Si chinò su Garria ed estrasse uno dei pugnali. Tolse la freccia da sotto al cuore e vi posizionò la punta del suo coltello, sullo stesso punto. Poi parlò:
<< Non posso salvarlo. E’ ridotto troppo male. Morirà. >>
La donna si disperò ancora di più e chiuse gli occhi, pieni di lacrime. Beltza continuò:
<< Guardalo, guarda tuo marito. Ha affrontato molti soldati, ha sconfitto Zuria, il Santo Campione, ed ha tenuto testa a me. Mi è sfuggito da sotto al naso e ha più volte rischiato di ammazzarmi. Quest’uomo sta morendo con quanto più onore possibile. >>
La donna continuò a piangere, sussurrando parole d’amore al suo morente sposo. Garria rispose:
<< L’ho fatto solo per lei. Ho versato sangue per amore, ed ora sono ricoperto dal mio sangue e morirò. Con la mia morte sarai libero, valoroso demone. Prenditi cura di lei, te ne prego. >>
Il cuore di Beltza fece per uscire dalla cassa toracica. Gli occhi del cacciatore si fecero lucidi e i suoi pensieri si bloccarono.
<< Hai commesso molte atrocità in passato. Ma in fondo sei un uomo abile ed intelligente. Prendi la mia vita, prendi la tua libertà e usala per donare a mia moglie un’altra vita.
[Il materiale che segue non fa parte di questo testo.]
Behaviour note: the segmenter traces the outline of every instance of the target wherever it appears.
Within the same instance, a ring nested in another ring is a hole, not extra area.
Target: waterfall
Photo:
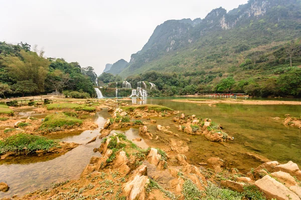
[[[130,84],[129,82],[127,82],[127,81],[125,81],[123,82],[122,82],[122,88],[124,88],[131,89],[131,86],[130,85]]]
[[[156,89],[156,84],[154,84],[153,82],[148,82],[149,83],[149,84],[150,84],[150,90],[154,88],[155,90]]]
[[[98,86],[98,79],[97,78],[96,79],[95,79],[95,83],[96,84],[96,86]]]
[[[95,90],[95,92],[96,92],[96,94],[97,95],[97,98],[103,98],[103,96],[102,96],[102,94],[101,94],[101,91],[100,91],[99,88],[94,88],[94,89]]]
Che non marcisca in queste dannate celle. Ci sei passato anche tu, sai quanto sia orribile vivere e morire qui dentro. Lei non ha colpa se io ho disertato. >>
Beltza non volle saperne oltre. Strinse i denti, si morse le labbra e, con mani tremanti, affondò il coltello nella carne, fin dentro al cuore. La risposta del nero cacciatore fu una:
<< Lo farò. >>

Il vecchio re Rac sedeva tranquillo sul suo trono d’ebano. Gli occhi si illuminarono alla vista del suo sicario preferito, seguito da un lenzuolo bianco su un piccolo carretto.
<< Dunque? >>
Fu l’accoglienza del re. Beltza portò il carretto e il suo orribile volto di fronte al sovrano e lentamente scostò il velo bianco rivelando il volto di Garria, ormai freddo ma con una strana espressione.
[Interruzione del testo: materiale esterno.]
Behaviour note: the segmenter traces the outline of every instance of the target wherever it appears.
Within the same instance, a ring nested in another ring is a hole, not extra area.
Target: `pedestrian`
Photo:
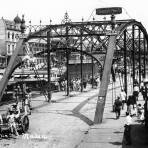
[[[115,100],[114,107],[115,107],[116,119],[119,119],[120,112],[121,112],[121,107],[122,107],[122,102],[121,102],[119,96]]]
[[[7,116],[8,123],[10,125],[11,133],[14,133],[16,136],[19,136],[16,128],[16,122],[15,122],[15,114],[12,110],[9,111],[9,115]]]
[[[133,95],[136,97],[136,101],[138,101],[138,96],[139,96],[139,86],[138,86],[137,84],[134,86]]]
[[[140,117],[141,117],[141,114],[142,114],[142,105],[139,103],[138,105],[137,105],[137,119],[139,120],[140,119]]]
[[[145,100],[145,98],[146,98],[146,92],[145,92],[146,90],[145,90],[145,86],[144,86],[144,82],[142,81],[141,83],[140,83],[140,92],[141,92],[141,94],[142,94],[142,96],[143,96],[143,100]]]
[[[129,112],[126,112],[126,120],[125,120],[125,129],[124,129],[124,138],[126,145],[131,145],[131,125],[133,123],[132,116]]]
[[[31,110],[30,110],[30,107],[29,107],[29,97],[28,97],[28,95],[25,96],[24,110],[25,110],[25,115],[31,115]]]
[[[124,109],[124,104],[126,103],[126,93],[123,89],[120,92],[120,98],[122,101],[122,109]]]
<< Oh, meraviglioso! Hai dato pieno compimento alle mie aspettative! Ed io darò compimento alle tue, che non si dica che non sono un uomo d’onore. >>
Il sorriso beffardo del re non convinse il cacciatore. Ma Beltza non era così stupido da farsi cogliere impreparato. Se un re voleva invadere i regni alleati, tradendoli, perché avrebbe dovuto concedere la libertà ad un criminale con una taglia sulla testa superiore alla somma di qualsiasi altro criminale in circolazione?
Il re diede il segnale ai suoi soldati che avrebbero dovuto ucciderlo, ma ciò non avvenne. Anzi, una delle guardie avanzò lentamente e consegnò la propria balestra al nero cacciatore.
<< Tradisci i tuoi alleati, fai giustiziare i tuoi stessi uomini solo perché si rifiutano di combattere nel nome di una causa così stupida e, soprattutto, non mantieni la parola data con un individuo come me. Tre errori che ti porteranno alla morte. >>
La balestra venne puntata in direzione del re, il quale, vedendo che nessuno aveva la benché minima intenzione di salvarlo, si rannicchiò spaventato sul suo trono.
Beltza ordinò:
<< Ora io andrò via e porterò con me una donna. Non ti ammazzo perché voglio che tu tolga dalla circolazione la taglia sulla mia testa. Mi hai promesso e negato la libertà e io me la prenderò con la forza. >>
La balestra cadde a terra e Beltza girò i tacchi e si diresse verso l’uscita, trascinando con sé il carretto funebre.
<< Darò una degna sepoltura a quest’uomo. Prenderò la donna e sparirò per sempre da queste terre. Se vedrò ancora un avviso di taglia e se sentirò ancora parlare di te e delle tue stupide decisioni, tornerò a staccarti quella lurida testa dal collo. >>
Le guardie fecero passare il brigante, sogghignando. Nessuno aveva mai parlato in quel modo al loro re e sapevano benissimo che d’ora in avanti sarebbe cambiato tutto; il re era stato umiliato e il cacciatore di uomini aveva miracolosamente trovato redenzione.